They have pulled down deep heaven on their heads.
C.S. Lewis, That Hideous Strength
As I sat down to write about the Dublin artist Fergus Kelly’s gripping release from 2012, A Congregation of Vapours, word came across a news feed that Jack Vance died two days ago. Vance is the author of the Dying Earth fiction quartet, four novels spanning 1950 to 1984 (a long, attenuated death, with a long-held fatalistic tone, and characters enduring a bleak Earth under an exhausted sun). This was an apposite event at the edges of writing about Kelly’s work (I am not being heartless, Vance was 96, outliving his cosmos), as today I settled on the title above.

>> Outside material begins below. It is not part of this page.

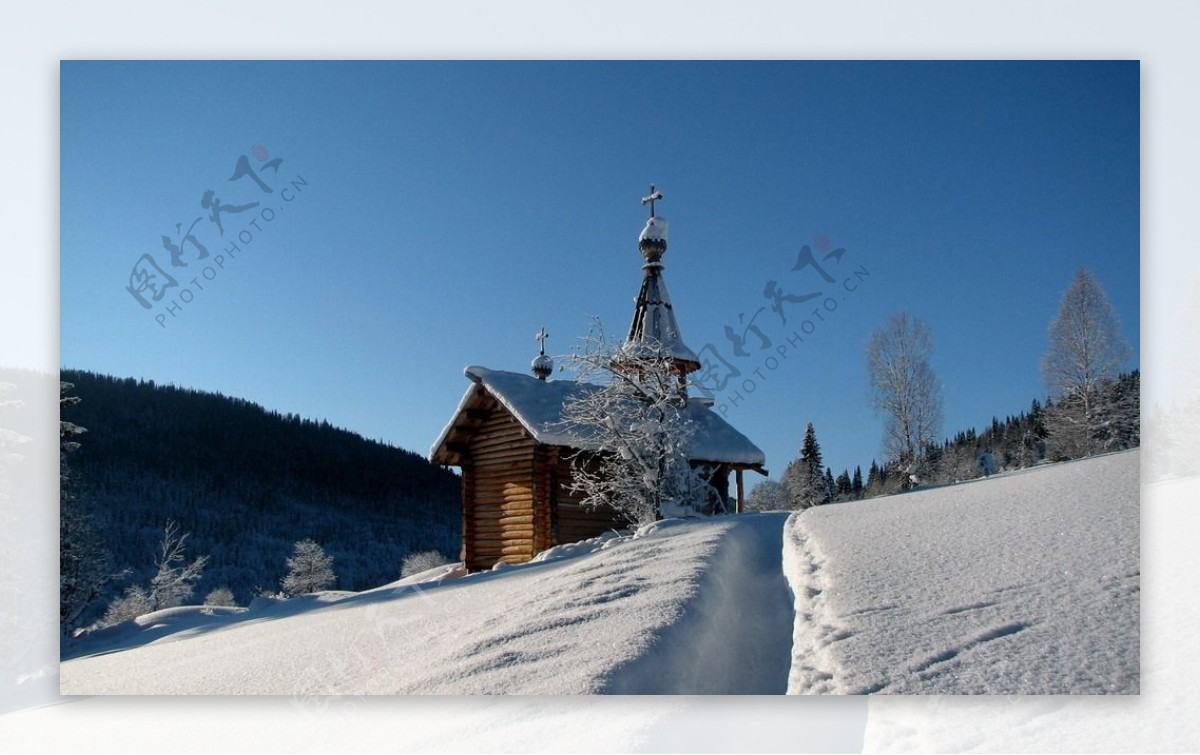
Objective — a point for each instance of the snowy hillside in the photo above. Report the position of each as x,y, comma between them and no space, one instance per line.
1020,583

That Hideous Strength is, of course, the title of the third, dystopian novel in C.S. Lewis’ allegorical space trilogy, a favorite of mine from many years ago. It attached itself to my many listens through A Congregation of Vapours, as I sensed in Kelly’s whorling salmagundi of aspirations and gasping, enervated storms, a pulled-down heaven.

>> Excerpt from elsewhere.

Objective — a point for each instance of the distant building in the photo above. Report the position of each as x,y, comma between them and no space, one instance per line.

I then reluctantly visited Kelly’s blog, A Sullen Relapse, where he very occasionally posts about his working process – reluctantly, as I try to avoid such details from the musicians I am writing about until I have finished writing. Amidst Kelly’s descriptions of the elements used to create A Congegation of Vapours – the meticulous stitchery of no-input mixing board, tape, homemade instruments, and location recordings – there is an interview in which he refers to Hamlet’s stake-in-the-heart speech from which he derived his piece’s title. Hamlet offers in a pith four-line trajectory his sojourn from good-natured lad to dystopian Prince – this most excellent canopy the air, look you, this brave o’erhanging firmament, this Majesticall roofe, fretted with golden fire: why, it appeares no other thing to me, than a foul and pestilent congregation of vapours. Deep heaven is pulled down, and Kelly’s alternately seething and subsiding sound work is the soundtrack.

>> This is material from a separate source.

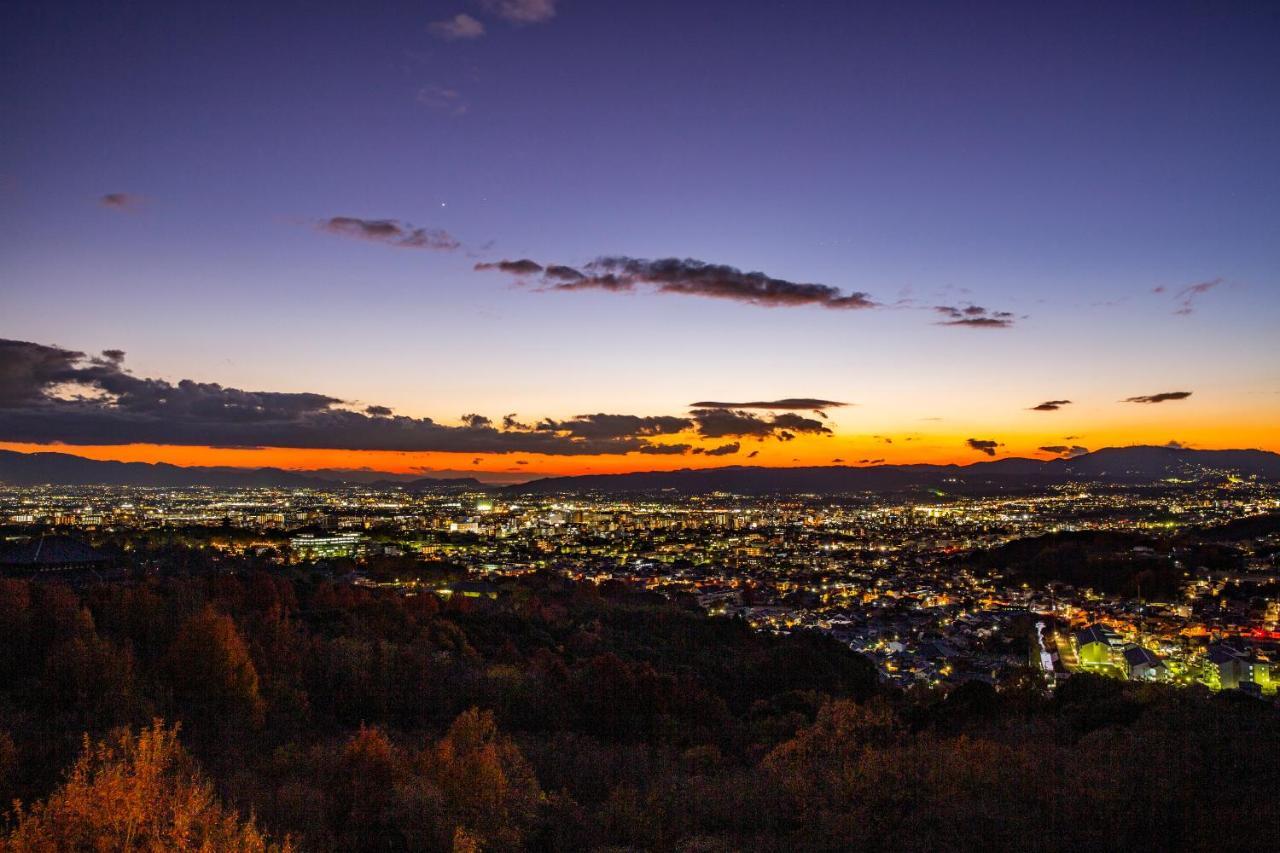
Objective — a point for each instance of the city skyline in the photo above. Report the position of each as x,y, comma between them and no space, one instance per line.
982,232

So dystopias align today – along Vance, Lewis and Shakespeare’s references to firmaments that are insubstantial enough to collapse on our heads, vaporous and burnt out – and in Kelly’s sonic swither of unstable emanations, in his raw and rough structures whose clarity and brilliance are only gradually apparent Kelly’s blog post will fill out the specifics of his painstaking working process, but I suggest two things – obtain a copy of this remarkable work, and live with it awhile before reading how it was made. The experience of immersion in a work that does not readily reveal its elements is rare enough – one met bees in the garden, but never found a bee hive – Kelly is reminiscent of Joe Colley in delivering the visceral goods with that sort of ambiguity and unease. Heaven has folded like a cheap suit, we might as well enjoy the music.